The annual meteor storm is known for sometimes producing as many as a thousand fireballs per minute, as it did in 1966, but astronomers say this year sky-watchers are likely to see maybe 20 per hour.

The peak will begin building late Friday night into Saturday morning and continue through early Sunday morning, says Ben Burress, an astronomer at Chabot Space and Science Center in Oakland.

The Leonid meteors aren't really associated with the constellation Leo, they just appear to come from the same place in the sky. The Leonids are actually tiny pieces of the comet Tempel-Tuttle, which orbits the sun in a large ellipse.

"A comet is a often called a 'dirty snowball,' as it's made up of pieces of rock held together by ice. As a comet orbits the sun, it heats up and some of the ice is vaporized, releasing bits of rock along the orbit," says Rebecca Johnson of StarDate magazine.

Tempel-Tuttle orbits the sun in an ellipse. Each year as the Earth moves around the sun, it encounters the trailing tail of debris the comet leaves in its wake. Once every 33 years, Tempel-Tuttle comes close to the Earth as it whizzes by in its orbit. In those years, the debris trail Earth travels through is especially thick, and the resulting meteor showers can be spectacular.

Burress says his grandfather saw the 1933 shower.

"There were thousands of meteors per hour," he says.

This year's Leonids aren't expected to be that spectacular because the comet last passed close to us in 1999.

The expected 10 to 20 meteors per hour isn't bad, Burress says: "That gives you a good chance of seeing one every five or so minutes."

By comparison, the big Perseid meteor shower in August typically rains about 50 meteors an hour down on the Earth.

This year should be good viewing, because the moon will set around 10:30 p.m. Saturday in each U.S. time zone.
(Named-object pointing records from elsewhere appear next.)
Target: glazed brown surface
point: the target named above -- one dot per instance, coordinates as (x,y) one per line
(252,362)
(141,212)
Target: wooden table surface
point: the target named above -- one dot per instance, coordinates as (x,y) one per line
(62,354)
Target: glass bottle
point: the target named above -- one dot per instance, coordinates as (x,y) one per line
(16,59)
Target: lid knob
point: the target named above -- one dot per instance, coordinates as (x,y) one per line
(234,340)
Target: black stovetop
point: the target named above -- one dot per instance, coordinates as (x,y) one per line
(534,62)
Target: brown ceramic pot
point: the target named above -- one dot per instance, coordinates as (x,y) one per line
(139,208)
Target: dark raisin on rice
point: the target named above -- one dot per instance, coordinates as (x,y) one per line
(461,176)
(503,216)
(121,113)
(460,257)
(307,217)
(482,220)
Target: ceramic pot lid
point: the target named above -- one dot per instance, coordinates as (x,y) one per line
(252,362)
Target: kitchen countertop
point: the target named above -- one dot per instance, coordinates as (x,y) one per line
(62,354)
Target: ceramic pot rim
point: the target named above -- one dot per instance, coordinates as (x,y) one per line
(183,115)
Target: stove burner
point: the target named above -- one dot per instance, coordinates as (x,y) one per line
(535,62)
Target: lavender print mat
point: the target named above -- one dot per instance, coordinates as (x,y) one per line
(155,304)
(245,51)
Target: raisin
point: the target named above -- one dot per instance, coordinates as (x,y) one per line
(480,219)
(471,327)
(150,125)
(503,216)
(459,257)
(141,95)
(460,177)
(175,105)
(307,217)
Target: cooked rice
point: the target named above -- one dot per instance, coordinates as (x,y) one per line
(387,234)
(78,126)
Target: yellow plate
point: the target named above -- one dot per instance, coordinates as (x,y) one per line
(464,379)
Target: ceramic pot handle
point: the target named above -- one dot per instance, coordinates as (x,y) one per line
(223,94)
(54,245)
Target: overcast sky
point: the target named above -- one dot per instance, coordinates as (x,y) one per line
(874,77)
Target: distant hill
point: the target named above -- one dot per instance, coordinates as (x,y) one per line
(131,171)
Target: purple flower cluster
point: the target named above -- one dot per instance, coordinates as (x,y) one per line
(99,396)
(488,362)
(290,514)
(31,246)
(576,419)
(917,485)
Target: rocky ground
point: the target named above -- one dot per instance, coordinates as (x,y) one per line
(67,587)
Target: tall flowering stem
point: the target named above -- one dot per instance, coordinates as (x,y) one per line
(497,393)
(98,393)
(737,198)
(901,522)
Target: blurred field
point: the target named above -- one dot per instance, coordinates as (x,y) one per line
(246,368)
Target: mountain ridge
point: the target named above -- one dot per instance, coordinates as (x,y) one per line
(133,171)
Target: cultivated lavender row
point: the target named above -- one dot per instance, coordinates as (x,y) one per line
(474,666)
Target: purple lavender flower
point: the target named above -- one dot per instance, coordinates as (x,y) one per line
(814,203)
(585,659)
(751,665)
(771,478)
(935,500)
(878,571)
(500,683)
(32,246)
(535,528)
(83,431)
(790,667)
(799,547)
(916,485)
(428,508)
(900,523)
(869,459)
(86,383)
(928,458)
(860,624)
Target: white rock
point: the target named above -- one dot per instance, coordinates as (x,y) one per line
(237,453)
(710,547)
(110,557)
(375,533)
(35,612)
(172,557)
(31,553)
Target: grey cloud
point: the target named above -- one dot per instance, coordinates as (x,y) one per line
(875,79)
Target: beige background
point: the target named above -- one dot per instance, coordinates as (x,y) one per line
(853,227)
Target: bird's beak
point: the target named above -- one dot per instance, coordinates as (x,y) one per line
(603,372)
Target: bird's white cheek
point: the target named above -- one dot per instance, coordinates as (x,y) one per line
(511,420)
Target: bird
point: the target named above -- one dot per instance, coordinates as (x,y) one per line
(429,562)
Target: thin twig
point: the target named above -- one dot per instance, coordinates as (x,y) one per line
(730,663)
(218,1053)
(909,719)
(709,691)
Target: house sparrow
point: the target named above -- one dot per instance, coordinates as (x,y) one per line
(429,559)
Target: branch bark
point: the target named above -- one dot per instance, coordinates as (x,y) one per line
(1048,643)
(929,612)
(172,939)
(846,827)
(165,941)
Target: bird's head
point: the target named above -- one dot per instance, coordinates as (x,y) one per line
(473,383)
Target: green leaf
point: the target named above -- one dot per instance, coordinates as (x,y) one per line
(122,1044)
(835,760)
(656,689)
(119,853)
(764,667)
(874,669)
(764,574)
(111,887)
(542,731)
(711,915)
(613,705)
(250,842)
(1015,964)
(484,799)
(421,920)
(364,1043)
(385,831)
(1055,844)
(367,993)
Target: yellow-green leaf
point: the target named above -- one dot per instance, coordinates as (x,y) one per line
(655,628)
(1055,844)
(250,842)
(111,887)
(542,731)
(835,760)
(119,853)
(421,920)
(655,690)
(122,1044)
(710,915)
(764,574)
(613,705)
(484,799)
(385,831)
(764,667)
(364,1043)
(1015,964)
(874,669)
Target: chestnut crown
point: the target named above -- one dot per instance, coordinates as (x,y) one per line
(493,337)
"So Sunday morning anywhere from midnight to 3 or 4 a.m. is the prime window," Burress says.

With the exception of the Southeast coast, most of the USA east of the Rockies should have ideal weather for watching the meteor shower Friday night and Saturday morning, according to AccuWeather meteorologist Kristina Pydynowski. However, she says, clouds could prevent anyone from Florida to the eastern Carolinas from seeing it.

For Saturday night's viewing, though, the clouds will clear for most of the Southeast.

Much of the far West will be poor for Leonid-viewing through the weekend, Pydynowski says, because of a pair of Pacific storm systems that will bring clouds streaming across the West Coast and toward the Rockies Friday and Saturday nights.

Clear skies should make for great viewing in the Northeast, Midwest, lower Mississippi Valley and most of the Plains states.